Por otro lado, su carrera profesional estuvo marcada por el vínculo con Fermín Bo, conocido como Ferbo, con quien mantuvo una relación sentimental que se disolvió bajo la presión del ojo público. La dificultad de gestionar un noviazgo frente a miles de espectadores, sumado a la edición constante de videos por parte de los seguidores (fandoms), generó una distorsión entre la realidad de la pareja y la imagen idealizada que se consumía en redes. Actualmente, ambos mantienen una relación laboral diaria en Luzu TV, lo que añade una capa de complejidad a su rutina, ya que deben gestionar la confianza mutua sin cruzar los límites de una amistad que, según Faena, hoy resulta imposible de sostener debido a los remanentes afectivos de la ruptura.
Impacto
El testimonio de Faena impacta directamente en la percepción de los privilegios y la salud mental en los sectores socioeconómicos altos de Argentina. Al reconocer que, a pesar de haber crecido en un entorno de estabilidad económica y afectiva, el vacío emocional y el dolor físico fueron inevitables, la comunicadora desmitifica la idea de que el bienestar material garantiza la salud psíquica. Este mensaje resuena en una audiencia joven que atraviesa problemáticas similares y que encuentra en su honestidad un punto de validación. De acuerdo con fuentes del sector de salud mental, la visibilización de estos cuadros por parte de referentes mediáticos ayuda a reducir el estigma y fomenta la consulta profesional temprana en adolescentes y adultos jóvenes.

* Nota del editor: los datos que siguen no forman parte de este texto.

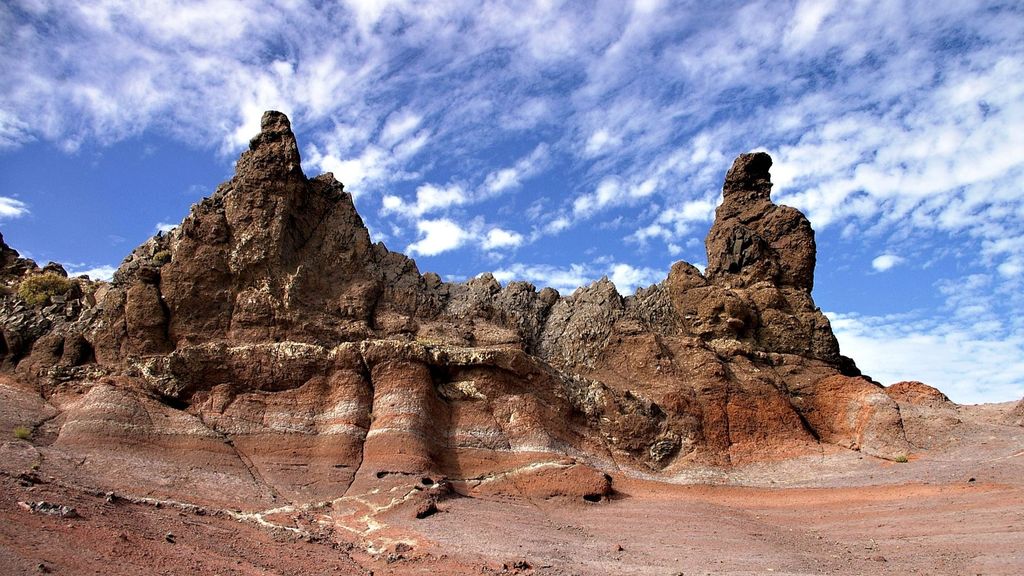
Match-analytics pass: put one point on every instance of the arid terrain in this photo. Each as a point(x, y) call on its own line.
point(956, 507)
point(262, 389)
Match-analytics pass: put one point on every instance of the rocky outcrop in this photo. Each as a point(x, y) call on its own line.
point(1016, 416)
point(912, 392)
point(268, 338)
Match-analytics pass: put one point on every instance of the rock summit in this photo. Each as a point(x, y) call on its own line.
point(266, 351)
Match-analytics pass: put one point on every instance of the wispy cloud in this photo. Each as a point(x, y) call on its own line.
point(12, 208)
point(566, 279)
point(886, 261)
point(104, 272)
point(489, 126)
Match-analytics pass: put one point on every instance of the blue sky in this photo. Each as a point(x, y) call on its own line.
point(560, 141)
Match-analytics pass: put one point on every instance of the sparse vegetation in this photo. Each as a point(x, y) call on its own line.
point(162, 257)
point(39, 289)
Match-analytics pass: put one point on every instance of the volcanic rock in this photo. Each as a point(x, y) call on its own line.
point(1016, 416)
point(269, 347)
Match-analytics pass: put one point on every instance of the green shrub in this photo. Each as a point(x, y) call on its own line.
point(37, 290)
point(162, 257)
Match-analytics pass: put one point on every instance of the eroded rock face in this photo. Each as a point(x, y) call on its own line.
point(268, 336)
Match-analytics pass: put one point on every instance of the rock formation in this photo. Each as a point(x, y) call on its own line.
point(267, 345)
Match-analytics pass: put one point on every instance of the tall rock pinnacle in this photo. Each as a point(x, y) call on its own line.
point(753, 239)
point(269, 319)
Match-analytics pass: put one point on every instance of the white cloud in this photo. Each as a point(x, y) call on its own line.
point(12, 208)
point(600, 141)
point(399, 125)
point(566, 279)
point(627, 279)
point(498, 238)
point(104, 273)
point(563, 279)
point(950, 357)
point(437, 237)
point(429, 198)
point(886, 261)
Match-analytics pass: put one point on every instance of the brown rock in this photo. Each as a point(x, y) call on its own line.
point(268, 343)
point(915, 393)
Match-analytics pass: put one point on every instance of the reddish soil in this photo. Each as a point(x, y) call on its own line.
point(955, 507)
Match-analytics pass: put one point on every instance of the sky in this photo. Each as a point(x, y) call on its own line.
point(560, 141)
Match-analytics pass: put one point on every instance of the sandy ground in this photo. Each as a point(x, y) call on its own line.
point(956, 507)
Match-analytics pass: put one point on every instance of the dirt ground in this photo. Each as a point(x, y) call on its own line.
point(955, 507)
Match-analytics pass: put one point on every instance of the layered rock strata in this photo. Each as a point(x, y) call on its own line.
point(268, 342)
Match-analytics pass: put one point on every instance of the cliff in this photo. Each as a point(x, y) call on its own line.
point(269, 347)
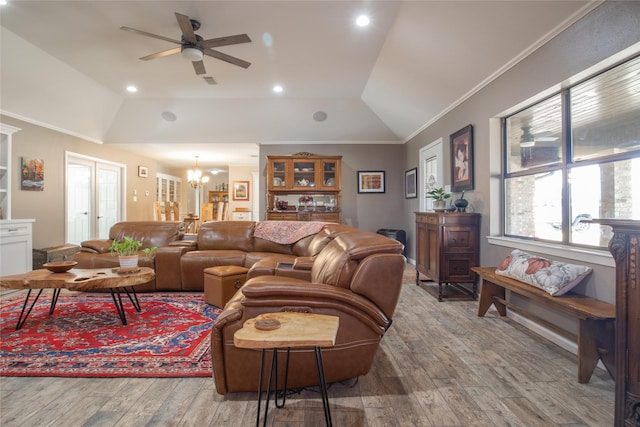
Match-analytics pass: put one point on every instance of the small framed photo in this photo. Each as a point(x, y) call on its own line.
point(462, 159)
point(32, 174)
point(370, 181)
point(240, 190)
point(143, 172)
point(411, 183)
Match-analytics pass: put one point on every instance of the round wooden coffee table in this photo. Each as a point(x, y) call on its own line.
point(78, 279)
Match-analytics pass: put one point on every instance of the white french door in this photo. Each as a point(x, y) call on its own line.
point(94, 197)
point(430, 173)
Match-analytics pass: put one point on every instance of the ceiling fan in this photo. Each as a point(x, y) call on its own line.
point(193, 47)
point(528, 140)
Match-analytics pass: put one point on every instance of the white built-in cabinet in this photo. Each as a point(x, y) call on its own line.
point(6, 133)
point(16, 235)
point(16, 247)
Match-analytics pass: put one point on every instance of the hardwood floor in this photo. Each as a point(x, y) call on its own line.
point(438, 365)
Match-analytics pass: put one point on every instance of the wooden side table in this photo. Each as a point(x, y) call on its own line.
point(287, 330)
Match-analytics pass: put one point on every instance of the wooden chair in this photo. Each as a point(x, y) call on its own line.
point(225, 211)
point(219, 214)
point(167, 211)
point(157, 211)
point(175, 211)
point(207, 212)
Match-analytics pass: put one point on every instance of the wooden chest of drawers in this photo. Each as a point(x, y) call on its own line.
point(447, 247)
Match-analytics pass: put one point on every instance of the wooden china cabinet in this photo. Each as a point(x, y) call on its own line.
point(447, 246)
point(304, 187)
point(625, 248)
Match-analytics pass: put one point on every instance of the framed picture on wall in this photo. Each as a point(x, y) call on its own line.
point(411, 183)
point(462, 159)
point(32, 174)
point(240, 190)
point(370, 181)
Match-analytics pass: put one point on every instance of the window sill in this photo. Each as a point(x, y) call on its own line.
point(589, 256)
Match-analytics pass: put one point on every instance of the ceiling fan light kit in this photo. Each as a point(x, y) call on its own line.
point(192, 53)
point(193, 47)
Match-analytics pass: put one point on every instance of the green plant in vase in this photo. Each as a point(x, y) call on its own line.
point(127, 251)
point(439, 197)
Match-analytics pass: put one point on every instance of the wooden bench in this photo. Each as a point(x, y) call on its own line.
point(596, 319)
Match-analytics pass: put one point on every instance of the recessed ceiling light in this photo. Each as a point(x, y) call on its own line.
point(169, 116)
point(319, 116)
point(362, 21)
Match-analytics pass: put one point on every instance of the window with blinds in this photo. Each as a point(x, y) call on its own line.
point(574, 156)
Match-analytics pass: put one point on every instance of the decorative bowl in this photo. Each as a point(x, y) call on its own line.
point(60, 266)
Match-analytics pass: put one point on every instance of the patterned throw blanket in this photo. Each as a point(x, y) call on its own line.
point(287, 232)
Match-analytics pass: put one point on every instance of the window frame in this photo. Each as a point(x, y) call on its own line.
point(564, 166)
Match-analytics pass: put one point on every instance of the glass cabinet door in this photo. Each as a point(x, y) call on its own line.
point(278, 172)
point(330, 174)
point(304, 173)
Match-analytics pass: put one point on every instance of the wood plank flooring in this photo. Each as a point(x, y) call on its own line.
point(438, 365)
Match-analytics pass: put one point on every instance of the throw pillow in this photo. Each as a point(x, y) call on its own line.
point(556, 278)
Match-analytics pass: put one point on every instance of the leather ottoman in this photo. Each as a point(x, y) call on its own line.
point(222, 282)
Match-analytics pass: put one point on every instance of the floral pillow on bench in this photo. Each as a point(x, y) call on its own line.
point(554, 277)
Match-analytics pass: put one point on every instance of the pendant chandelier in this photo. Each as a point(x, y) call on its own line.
point(195, 177)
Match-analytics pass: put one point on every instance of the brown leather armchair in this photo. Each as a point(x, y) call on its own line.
point(357, 277)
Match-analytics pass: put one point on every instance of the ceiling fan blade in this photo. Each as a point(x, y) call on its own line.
point(198, 66)
point(210, 80)
point(227, 58)
point(162, 54)
point(225, 41)
point(144, 33)
point(186, 28)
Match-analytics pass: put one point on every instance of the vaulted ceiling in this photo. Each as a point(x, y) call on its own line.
point(66, 64)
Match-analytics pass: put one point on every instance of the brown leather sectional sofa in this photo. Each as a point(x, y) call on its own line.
point(340, 271)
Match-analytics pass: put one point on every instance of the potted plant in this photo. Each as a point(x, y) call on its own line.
point(127, 251)
point(439, 196)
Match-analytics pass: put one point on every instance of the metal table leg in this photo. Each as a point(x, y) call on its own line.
point(118, 303)
point(273, 376)
point(22, 319)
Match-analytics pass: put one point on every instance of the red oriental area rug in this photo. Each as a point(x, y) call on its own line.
point(84, 337)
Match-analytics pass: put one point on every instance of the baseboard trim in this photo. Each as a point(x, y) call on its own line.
point(552, 336)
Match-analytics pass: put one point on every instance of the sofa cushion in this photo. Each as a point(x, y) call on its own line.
point(556, 278)
point(150, 233)
point(233, 235)
point(262, 245)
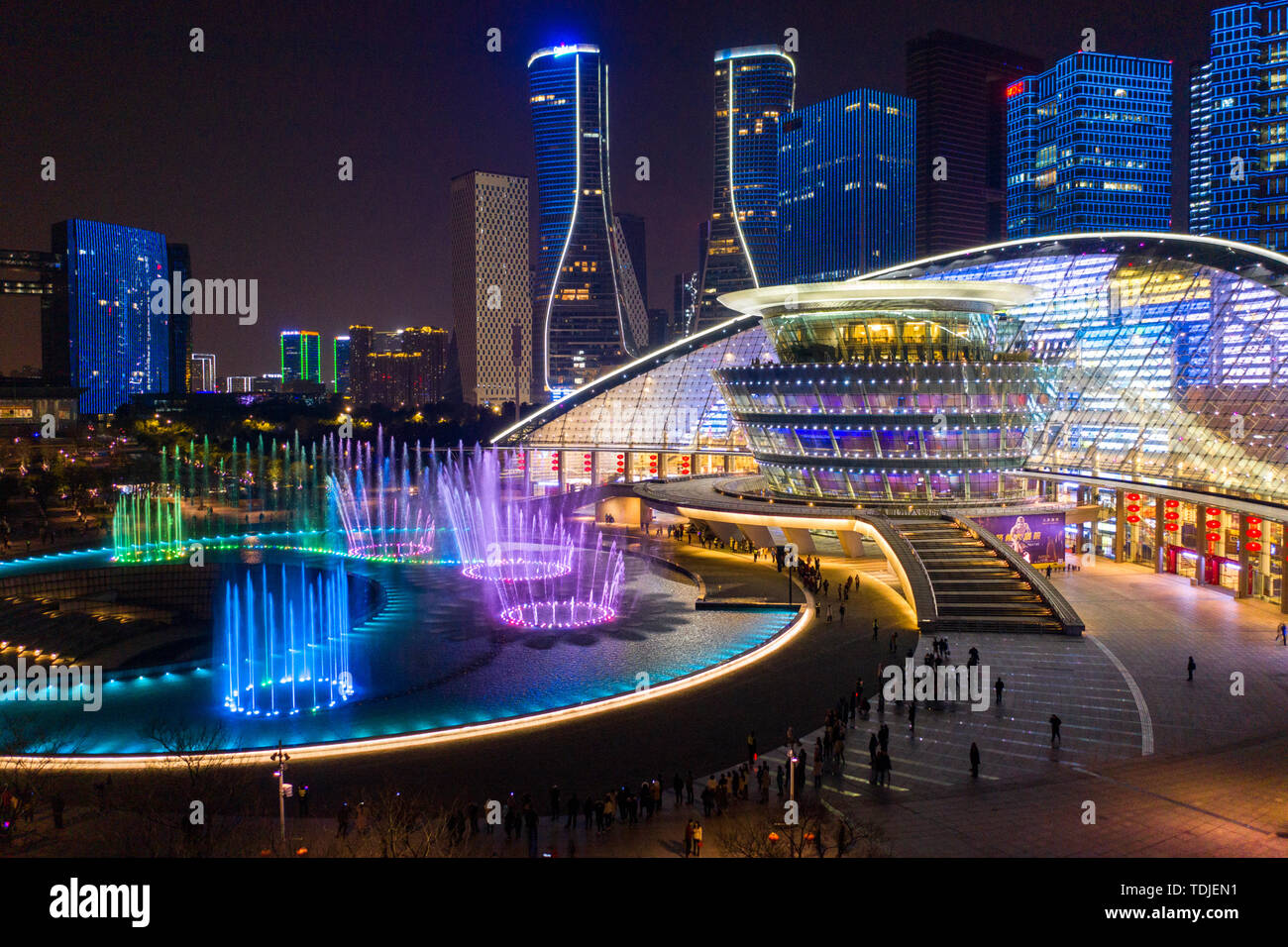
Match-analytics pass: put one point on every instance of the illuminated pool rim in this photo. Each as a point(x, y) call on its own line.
point(291, 541)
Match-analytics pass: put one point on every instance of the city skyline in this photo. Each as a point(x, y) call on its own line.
point(249, 234)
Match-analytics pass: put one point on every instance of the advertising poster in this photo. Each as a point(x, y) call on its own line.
point(1038, 538)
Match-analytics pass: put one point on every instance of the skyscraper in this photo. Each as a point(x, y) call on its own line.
point(340, 365)
point(202, 372)
point(1239, 128)
point(1090, 147)
point(960, 86)
point(179, 266)
point(754, 89)
point(584, 322)
point(846, 171)
point(301, 356)
point(99, 330)
point(490, 298)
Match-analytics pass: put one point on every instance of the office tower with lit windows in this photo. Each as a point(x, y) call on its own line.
point(202, 372)
point(98, 326)
point(584, 318)
point(846, 171)
point(755, 88)
point(340, 365)
point(490, 296)
point(301, 356)
point(960, 86)
point(1090, 147)
point(1239, 128)
point(179, 266)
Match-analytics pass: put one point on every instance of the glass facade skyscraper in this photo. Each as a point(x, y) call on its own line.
point(846, 171)
point(960, 86)
point(301, 356)
point(755, 89)
point(99, 331)
point(1239, 128)
point(584, 325)
point(1090, 147)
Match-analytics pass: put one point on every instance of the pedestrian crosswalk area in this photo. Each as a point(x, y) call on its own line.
point(1043, 676)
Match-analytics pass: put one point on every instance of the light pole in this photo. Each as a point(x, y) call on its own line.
point(279, 759)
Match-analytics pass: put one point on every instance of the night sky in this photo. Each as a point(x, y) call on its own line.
point(235, 150)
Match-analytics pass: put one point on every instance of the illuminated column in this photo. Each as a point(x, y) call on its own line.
point(1283, 569)
point(1159, 536)
point(1199, 543)
point(1120, 523)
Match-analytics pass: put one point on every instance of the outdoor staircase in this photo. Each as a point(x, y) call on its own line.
point(975, 589)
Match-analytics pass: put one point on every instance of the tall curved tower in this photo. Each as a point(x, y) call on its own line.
point(583, 324)
point(755, 88)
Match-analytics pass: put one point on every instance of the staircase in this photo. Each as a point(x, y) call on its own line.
point(975, 589)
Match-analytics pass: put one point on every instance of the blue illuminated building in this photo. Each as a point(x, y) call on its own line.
point(583, 325)
point(1090, 147)
point(754, 90)
point(99, 331)
point(1239, 128)
point(846, 171)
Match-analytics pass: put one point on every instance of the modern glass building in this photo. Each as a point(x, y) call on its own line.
point(1090, 147)
point(1168, 357)
point(846, 178)
point(1239, 128)
point(99, 331)
point(584, 324)
point(755, 88)
point(340, 365)
point(892, 392)
point(301, 356)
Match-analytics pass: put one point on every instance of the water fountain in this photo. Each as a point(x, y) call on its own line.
point(147, 523)
point(385, 509)
point(286, 639)
point(545, 574)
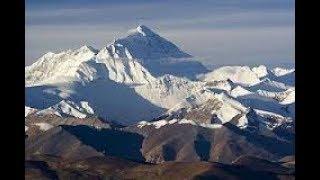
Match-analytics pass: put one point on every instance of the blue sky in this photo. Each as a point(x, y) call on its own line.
point(217, 32)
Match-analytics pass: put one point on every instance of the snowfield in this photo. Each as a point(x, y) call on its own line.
point(144, 76)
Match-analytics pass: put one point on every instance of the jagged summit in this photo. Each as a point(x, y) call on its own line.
point(142, 30)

Asimismo, su labor fuera de las cámaras revela una faceta de compromiso social poco difundida. Desde 2018, Faena acompaña a dos hermanos que residen en un hogar convivencial especializado en casos de violencia familiar. Debido a que se trata de procesos judicializados, la identidad de los menores y la ubicación de la institución se mantienen bajo estricta reserva. Esta actividad, que surgió tras un test vocacional que la orientó hacia el trabajo social, se convirtió en su principal refugio emocional. La conductora describió estos encuentros de fin de semana como una instancia de sanación personal, donde los rituales cotidianos de meriendas y dibujos funcionan como un contrapeso necesario frente a la vacuidad y el ruido permanente de la fama digital.
El futuro de Dominique Faena parece estar orientado a una búsqueda de equilibrio entre su carrera en ascenso y su bienestar personal. Entre sus proyectos pendientes se encuentra la realización de un curso de formación para bomberos, un deseo que mantiene desde la infancia, y la proyección de formar una familia numerosa, un tema que ya ocupa un lugar central en sus reflexiones actuales. Mientras tanto, la tensión entre la adicción a las redes y la necesidad de desconexión sigue siendo el eje de su tratamiento. El próximo paso clave en su evolución profesional será determinar si la estructura del streaming permite los tiempos de pausa que su diagnóstico requiere o si la exposición terminará forzando un retiro temporal de las pantallas para preservar su integridad emocional.